Exclusive: Sources say new GKFX CEO Brian Myers makes his entire annual target in less than a week
Just two weeks after former OANDA Europe executive Brian Myers joined GKFX as CEO, the GBP flash crash occurred. The company benefited from it and Mr. Myers completed his annual target within a matter of just a few days.
For the most part, upward career moves in the FX industry are made as calculated choices, and the responsibilities that come with them are taken in stages, with specific targets on the side of the company as well as the executive.
There are very few surprises at senior executive level, especially within London’s highly developed electronic trading ecosystem whose leaders are astute, accomplished pinnacles of the entire industry.
At GKFX, however, things have been somewhat different, especially during the past few months.
The FCA regulated, British division of the Turkish-owned retail FX brokerage has had two very short term occurrences at CEO level, the first being the departure from the company of Joe Rundle after just four days in the office. Mr. Rundle joined GKFX as Managing Director in September after spending 12 years at British spread betting stalwart ETX Capital, where he was Head of Trading and Partnerships between July 2010 and August this year, preceded by Head of CFDs and Execution between 2004 and 2010.

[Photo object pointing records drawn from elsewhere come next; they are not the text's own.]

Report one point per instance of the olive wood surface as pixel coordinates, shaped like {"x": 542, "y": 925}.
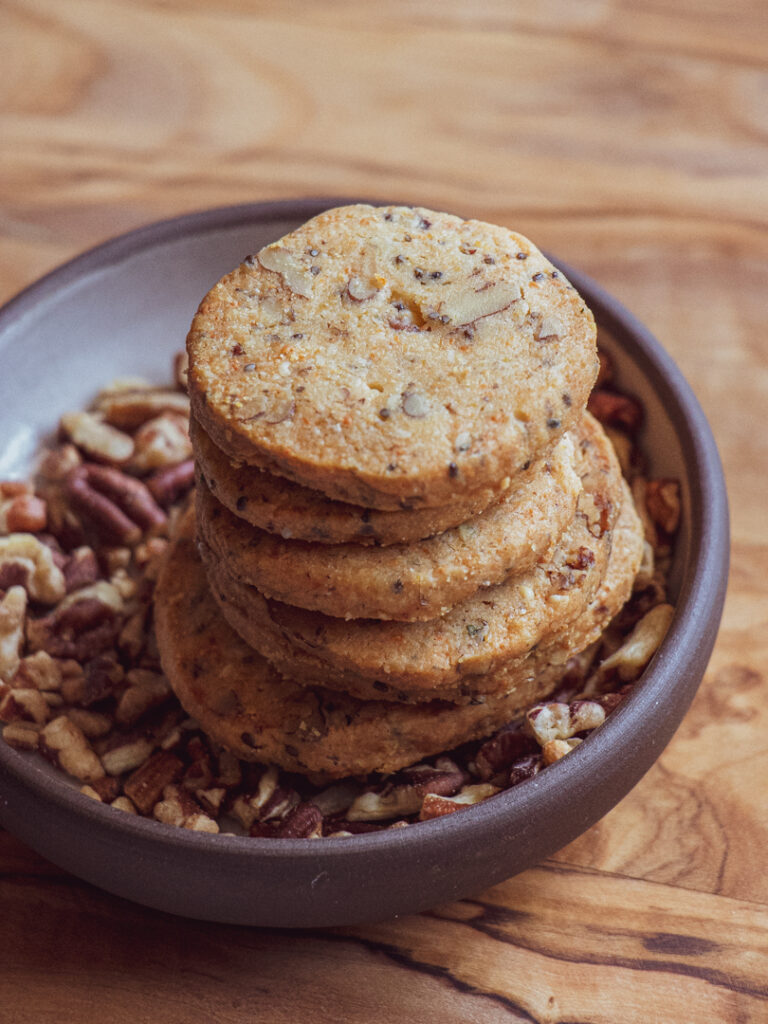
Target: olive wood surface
{"x": 630, "y": 138}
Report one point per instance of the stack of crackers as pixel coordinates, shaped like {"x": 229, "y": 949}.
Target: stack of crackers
{"x": 406, "y": 521}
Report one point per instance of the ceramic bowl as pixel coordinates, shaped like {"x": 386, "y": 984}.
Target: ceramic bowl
{"x": 123, "y": 308}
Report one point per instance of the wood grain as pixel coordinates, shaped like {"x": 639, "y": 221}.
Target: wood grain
{"x": 631, "y": 138}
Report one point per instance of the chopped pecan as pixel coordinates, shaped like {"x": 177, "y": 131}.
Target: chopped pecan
{"x": 399, "y": 799}
{"x": 59, "y": 462}
{"x": 81, "y": 568}
{"x": 181, "y": 370}
{"x": 663, "y": 503}
{"x": 100, "y": 678}
{"x": 92, "y": 724}
{"x": 39, "y": 671}
{"x": 66, "y": 745}
{"x": 145, "y": 784}
{"x": 127, "y": 756}
{"x": 145, "y": 691}
{"x": 499, "y": 753}
{"x": 44, "y": 581}
{"x": 615, "y": 410}
{"x": 23, "y": 513}
{"x": 553, "y": 750}
{"x": 561, "y": 721}
{"x": 22, "y": 735}
{"x": 630, "y": 659}
{"x": 118, "y": 505}
{"x": 132, "y": 407}
{"x": 24, "y": 706}
{"x": 435, "y": 805}
{"x": 180, "y": 809}
{"x": 96, "y": 438}
{"x": 12, "y": 612}
{"x": 161, "y": 443}
{"x": 304, "y": 821}
{"x": 170, "y": 483}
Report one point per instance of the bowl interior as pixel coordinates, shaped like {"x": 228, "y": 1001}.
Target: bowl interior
{"x": 124, "y": 309}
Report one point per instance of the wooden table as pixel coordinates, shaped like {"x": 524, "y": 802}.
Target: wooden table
{"x": 630, "y": 138}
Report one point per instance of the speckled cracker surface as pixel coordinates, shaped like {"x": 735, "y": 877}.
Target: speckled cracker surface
{"x": 243, "y": 704}
{"x": 282, "y": 507}
{"x": 392, "y": 356}
{"x": 406, "y": 582}
{"x": 491, "y": 629}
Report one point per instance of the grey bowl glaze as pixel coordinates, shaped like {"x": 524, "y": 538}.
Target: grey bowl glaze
{"x": 124, "y": 308}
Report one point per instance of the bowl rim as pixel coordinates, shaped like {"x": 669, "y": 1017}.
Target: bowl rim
{"x": 698, "y": 603}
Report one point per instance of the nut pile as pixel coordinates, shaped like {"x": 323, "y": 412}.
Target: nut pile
{"x": 80, "y": 676}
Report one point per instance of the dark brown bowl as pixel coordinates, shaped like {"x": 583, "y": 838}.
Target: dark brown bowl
{"x": 124, "y": 308}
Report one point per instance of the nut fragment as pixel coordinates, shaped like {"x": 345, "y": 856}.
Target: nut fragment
{"x": 161, "y": 442}
{"x": 663, "y": 503}
{"x": 22, "y": 735}
{"x": 645, "y": 639}
{"x": 117, "y": 504}
{"x": 64, "y": 743}
{"x": 97, "y": 438}
{"x": 178, "y": 808}
{"x": 359, "y": 290}
{"x": 615, "y": 410}
{"x": 554, "y": 750}
{"x": 39, "y": 671}
{"x": 415, "y": 404}
{"x": 561, "y": 721}
{"x": 12, "y": 610}
{"x": 435, "y": 806}
{"x": 148, "y": 780}
{"x": 127, "y": 757}
{"x": 20, "y": 705}
{"x": 131, "y": 408}
{"x": 462, "y": 305}
{"x": 23, "y": 513}
{"x": 44, "y": 581}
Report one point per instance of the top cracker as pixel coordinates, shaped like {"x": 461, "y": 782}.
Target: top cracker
{"x": 392, "y": 356}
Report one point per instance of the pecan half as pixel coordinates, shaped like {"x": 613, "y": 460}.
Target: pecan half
{"x": 118, "y": 505}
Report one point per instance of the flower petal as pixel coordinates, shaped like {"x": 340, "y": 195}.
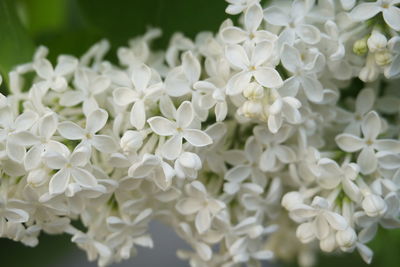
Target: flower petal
{"x": 59, "y": 182}
{"x": 70, "y": 130}
{"x": 268, "y": 77}
{"x": 184, "y": 114}
{"x": 367, "y": 160}
{"x": 162, "y": 126}
{"x": 196, "y": 137}
{"x": 349, "y": 142}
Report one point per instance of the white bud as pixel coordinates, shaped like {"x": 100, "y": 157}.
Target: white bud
{"x": 131, "y": 141}
{"x": 377, "y": 41}
{"x": 383, "y": 58}
{"x": 305, "y": 232}
{"x": 360, "y": 47}
{"x": 37, "y": 177}
{"x": 374, "y": 205}
{"x": 329, "y": 243}
{"x": 252, "y": 109}
{"x": 291, "y": 199}
{"x": 253, "y": 91}
{"x": 346, "y": 238}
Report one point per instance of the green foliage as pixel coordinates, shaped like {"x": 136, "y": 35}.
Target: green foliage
{"x": 15, "y": 44}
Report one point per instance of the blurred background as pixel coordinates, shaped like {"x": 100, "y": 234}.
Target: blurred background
{"x": 71, "y": 27}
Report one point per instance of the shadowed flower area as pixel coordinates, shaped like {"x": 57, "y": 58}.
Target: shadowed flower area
{"x": 212, "y": 133}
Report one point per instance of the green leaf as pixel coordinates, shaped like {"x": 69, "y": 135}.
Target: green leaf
{"x": 119, "y": 20}
{"x": 15, "y": 45}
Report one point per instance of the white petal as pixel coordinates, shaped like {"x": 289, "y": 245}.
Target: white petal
{"x": 162, "y": 126}
{"x": 15, "y": 215}
{"x": 237, "y": 56}
{"x": 191, "y": 67}
{"x": 55, "y": 160}
{"x": 83, "y": 177}
{"x": 59, "y": 182}
{"x": 203, "y": 221}
{"x": 349, "y": 142}
{"x": 80, "y": 156}
{"x": 285, "y": 154}
{"x": 261, "y": 53}
{"x": 24, "y": 138}
{"x": 188, "y": 206}
{"x": 96, "y": 120}
{"x": 99, "y": 85}
{"x": 392, "y": 17}
{"x": 312, "y": 88}
{"x": 275, "y": 16}
{"x": 15, "y": 151}
{"x": 138, "y": 115}
{"x": 365, "y": 11}
{"x": 308, "y": 33}
{"x": 367, "y": 160}
{"x": 71, "y": 98}
{"x": 104, "y": 143}
{"x": 365, "y": 101}
{"x": 196, "y": 137}
{"x": 172, "y": 148}
{"x": 48, "y": 125}
{"x": 233, "y": 35}
{"x": 238, "y": 174}
{"x": 238, "y": 82}
{"x": 268, "y": 77}
{"x": 387, "y": 145}
{"x": 335, "y": 220}
{"x": 321, "y": 227}
{"x": 65, "y": 65}
{"x": 253, "y": 17}
{"x": 70, "y": 130}
{"x": 371, "y": 126}
{"x": 184, "y": 114}
{"x": 124, "y": 96}
{"x": 290, "y": 58}
{"x": 267, "y": 160}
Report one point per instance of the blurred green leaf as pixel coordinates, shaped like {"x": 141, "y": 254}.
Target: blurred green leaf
{"x": 43, "y": 15}
{"x": 15, "y": 44}
{"x": 119, "y": 20}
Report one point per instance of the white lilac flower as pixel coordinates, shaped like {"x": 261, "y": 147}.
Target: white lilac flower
{"x": 368, "y": 144}
{"x": 198, "y": 202}
{"x": 293, "y": 21}
{"x": 54, "y": 78}
{"x": 304, "y": 73}
{"x": 248, "y": 163}
{"x": 251, "y": 64}
{"x": 70, "y": 166}
{"x": 178, "y": 130}
{"x": 390, "y": 12}
{"x": 94, "y": 123}
{"x": 143, "y": 92}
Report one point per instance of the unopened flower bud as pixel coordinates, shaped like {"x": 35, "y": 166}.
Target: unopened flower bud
{"x": 131, "y": 140}
{"x": 328, "y": 244}
{"x": 291, "y": 199}
{"x": 305, "y": 233}
{"x": 253, "y": 91}
{"x": 252, "y": 109}
{"x": 360, "y": 47}
{"x": 376, "y": 42}
{"x": 383, "y": 58}
{"x": 346, "y": 238}
{"x": 374, "y": 205}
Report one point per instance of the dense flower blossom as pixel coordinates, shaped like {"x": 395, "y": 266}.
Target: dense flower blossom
{"x": 257, "y": 139}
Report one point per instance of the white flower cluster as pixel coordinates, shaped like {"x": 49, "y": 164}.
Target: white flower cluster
{"x": 248, "y": 143}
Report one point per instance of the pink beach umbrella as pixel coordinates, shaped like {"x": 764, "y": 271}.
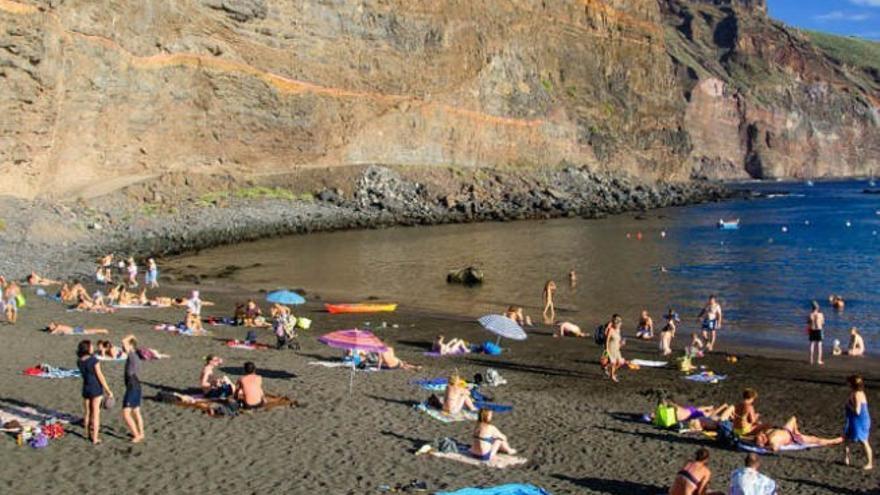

As Mr. Rundle moved on to join ThinkMarkets, where he is now Head of Dealing, GKFX drafted in a new CEO, this time Brian Myers, who joined GKFX from OANDA Corporation’s European division OANDA Europe VP where he was VP Sales for Europe, the Middle East, and Africa (EMEA), and the Americas.
Short term events with remarkable consequences sometimes come together, and in the case of GKFX’s senior executives that is certainly the case.
Just two weeks after joining GKFX, Mr. Myers was at the helm when the GBP flash crash occurred in early October. He had been set an annual target when joining the company, which was quite a lofty figure in terms of the amount of revenue he was expected to bring to the company, however instead of taking an entire year to attempt to accomplish this task, it took him just two weeks.
According to a number of sources close to the matter in London, GKFX had profited to such a large degree during the flash crash and had been offering very low spreads and had low (possibly zero) market exposure, that Mr. Myers cleared his annual target in just a matter of a few days, demonstrating that in some cases, unexpected market events can boost one’s career just as easily as cause damage.
Further research into this by FinanceFeeds concluded that whilst a number of sources close to the matter had drawn this conclusion, it must be borne in mind that common practice among many firms when appointing senior executives is to continue to cement the terms of their targets and other aspects of their agreements over a period of time subsequent to them joining a company.
On this basis, this must be viewed with a balanced perspective, and whilst a series of executives in London are privy to information that has demonstrated that Mr. Myers may well have exceeded a target after just two weeks, significant consideration must be given to a possibility that Mr. Myers’ actual targets and set of responsibilities for the year ahead are still in the making.
The execution models employed by a spectrum of firms as well as their risk management techniques is of great interest during times in which extreme market volatility is caused by sudden events, and thus FinanceFeeds is in the process of making a full investigation into this in the interests of transparency.